LE NIVEAU ACTUEL DES PRIX DU PETROLE POURRAIT CONDUIRE A SON DEFICIT A L’AVENIR

A notre avis, le niveau existant des prix ne permet pas de faire des investissements durables, afin d’assurer des livraisons pétrolières à long terme sur le marché mondial. C’est ce qu’a déclaré le ministre de l’Energie de Russie Sergueï Chmatko.
A notre avis, le niveau existant des prix ne permet pas de faire des investissements durables, afin d’assurer des livraisons pétrolières à long terme sur le marché mondial. C’est ce qu’a déclaré le ministre de l’Energie de Russie Sergueï Chmatko.
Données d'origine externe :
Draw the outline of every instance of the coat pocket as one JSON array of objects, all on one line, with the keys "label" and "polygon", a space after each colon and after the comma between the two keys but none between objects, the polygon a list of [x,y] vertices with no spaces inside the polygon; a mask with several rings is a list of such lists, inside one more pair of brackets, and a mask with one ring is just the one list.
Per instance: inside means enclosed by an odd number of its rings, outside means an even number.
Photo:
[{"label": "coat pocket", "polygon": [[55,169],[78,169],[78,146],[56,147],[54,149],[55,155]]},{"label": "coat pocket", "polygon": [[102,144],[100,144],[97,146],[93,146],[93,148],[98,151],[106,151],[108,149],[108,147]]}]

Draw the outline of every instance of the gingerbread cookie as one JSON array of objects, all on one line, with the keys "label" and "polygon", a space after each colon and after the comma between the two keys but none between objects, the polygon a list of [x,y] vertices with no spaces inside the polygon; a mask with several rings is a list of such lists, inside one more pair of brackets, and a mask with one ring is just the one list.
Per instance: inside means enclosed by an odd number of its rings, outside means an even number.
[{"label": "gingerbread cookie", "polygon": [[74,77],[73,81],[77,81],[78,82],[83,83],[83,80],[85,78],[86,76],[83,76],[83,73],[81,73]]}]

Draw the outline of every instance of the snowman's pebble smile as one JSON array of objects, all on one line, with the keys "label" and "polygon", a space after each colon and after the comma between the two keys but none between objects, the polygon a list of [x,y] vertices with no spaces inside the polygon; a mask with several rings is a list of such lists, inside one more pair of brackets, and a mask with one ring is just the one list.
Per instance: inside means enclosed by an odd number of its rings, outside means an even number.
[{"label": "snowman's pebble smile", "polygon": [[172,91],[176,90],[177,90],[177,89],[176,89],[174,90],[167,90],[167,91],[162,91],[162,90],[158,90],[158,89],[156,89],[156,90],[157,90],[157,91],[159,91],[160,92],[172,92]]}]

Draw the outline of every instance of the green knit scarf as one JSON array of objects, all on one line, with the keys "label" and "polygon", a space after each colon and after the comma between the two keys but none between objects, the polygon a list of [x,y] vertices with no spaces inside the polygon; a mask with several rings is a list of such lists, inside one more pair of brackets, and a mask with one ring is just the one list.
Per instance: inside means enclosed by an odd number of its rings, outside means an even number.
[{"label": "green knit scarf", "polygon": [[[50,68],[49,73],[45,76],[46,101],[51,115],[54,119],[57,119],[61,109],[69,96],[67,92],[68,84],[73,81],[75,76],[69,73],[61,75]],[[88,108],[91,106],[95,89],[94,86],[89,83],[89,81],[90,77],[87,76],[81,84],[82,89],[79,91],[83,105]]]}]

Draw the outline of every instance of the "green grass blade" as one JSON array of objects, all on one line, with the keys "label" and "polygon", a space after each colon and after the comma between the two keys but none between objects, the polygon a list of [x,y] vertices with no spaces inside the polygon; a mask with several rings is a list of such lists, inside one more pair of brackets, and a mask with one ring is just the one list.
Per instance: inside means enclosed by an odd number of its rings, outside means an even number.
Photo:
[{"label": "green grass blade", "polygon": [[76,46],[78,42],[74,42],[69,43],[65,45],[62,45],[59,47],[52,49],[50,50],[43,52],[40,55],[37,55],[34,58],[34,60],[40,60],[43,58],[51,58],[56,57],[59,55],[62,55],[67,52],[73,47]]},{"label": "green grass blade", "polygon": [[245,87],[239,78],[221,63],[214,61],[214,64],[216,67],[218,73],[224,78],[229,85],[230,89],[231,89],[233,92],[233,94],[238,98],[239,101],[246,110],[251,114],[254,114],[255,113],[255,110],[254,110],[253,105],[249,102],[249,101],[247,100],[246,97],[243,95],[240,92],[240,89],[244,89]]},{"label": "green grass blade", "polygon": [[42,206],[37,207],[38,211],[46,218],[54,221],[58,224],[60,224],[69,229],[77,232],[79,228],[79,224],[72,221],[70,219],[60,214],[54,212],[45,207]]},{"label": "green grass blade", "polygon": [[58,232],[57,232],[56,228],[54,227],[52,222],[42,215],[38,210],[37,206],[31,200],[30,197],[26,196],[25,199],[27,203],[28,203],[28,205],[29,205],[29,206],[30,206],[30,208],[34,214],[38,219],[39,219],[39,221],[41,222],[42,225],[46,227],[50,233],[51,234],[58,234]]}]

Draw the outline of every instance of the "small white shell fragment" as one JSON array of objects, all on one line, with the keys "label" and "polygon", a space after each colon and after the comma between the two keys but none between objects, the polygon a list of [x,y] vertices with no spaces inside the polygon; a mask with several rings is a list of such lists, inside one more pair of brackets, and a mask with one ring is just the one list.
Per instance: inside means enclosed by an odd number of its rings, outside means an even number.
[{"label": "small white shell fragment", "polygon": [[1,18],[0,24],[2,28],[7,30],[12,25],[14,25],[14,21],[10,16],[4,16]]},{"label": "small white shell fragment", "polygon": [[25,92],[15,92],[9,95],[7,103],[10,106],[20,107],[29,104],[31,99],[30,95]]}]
Nous rappelons que jusqu’au milieu de l’année dernière les économies des pays producteurs du pétrole évoluaient sur fond d’un enchérissement continu de « l’or noir ». Cela permettait aux plus gros exportateurs d’investir une partie des profits obtenus dans le développement de la branche. C’est-à-dire dans la construction de nouveaux pipe-lines et terminaux, dans l’achat du matériel, et surtout dans la prospection et la mise en valeur de nouveaux gisements. Or il importe de tenir compte de ce que le pétrole dit « léger », relativement facile et bon marché à extraire, s’épuise rapidement. De nouveaux champs pétroliers se trouvent soit dans des lieux d’un accès difficile (en Arctique, sur des plateaux continentaux des mers et des océans), soit présentent des problèmes sur le plan de raffinage (par exemple, le pétrole canadien « lourd »). La mise en valeur de tels gisements est onéreuse, et n’est rentable que lorsque les prix du pétrole sont extrêmement élevés. Tant que le prix du baril avait tendance à dépasser la barre de 150 $, les choses étaient ainsi. Or quand son prix a chuté, les compagnies ont tout aussi brusquement réduit leurs programmes d’investissement.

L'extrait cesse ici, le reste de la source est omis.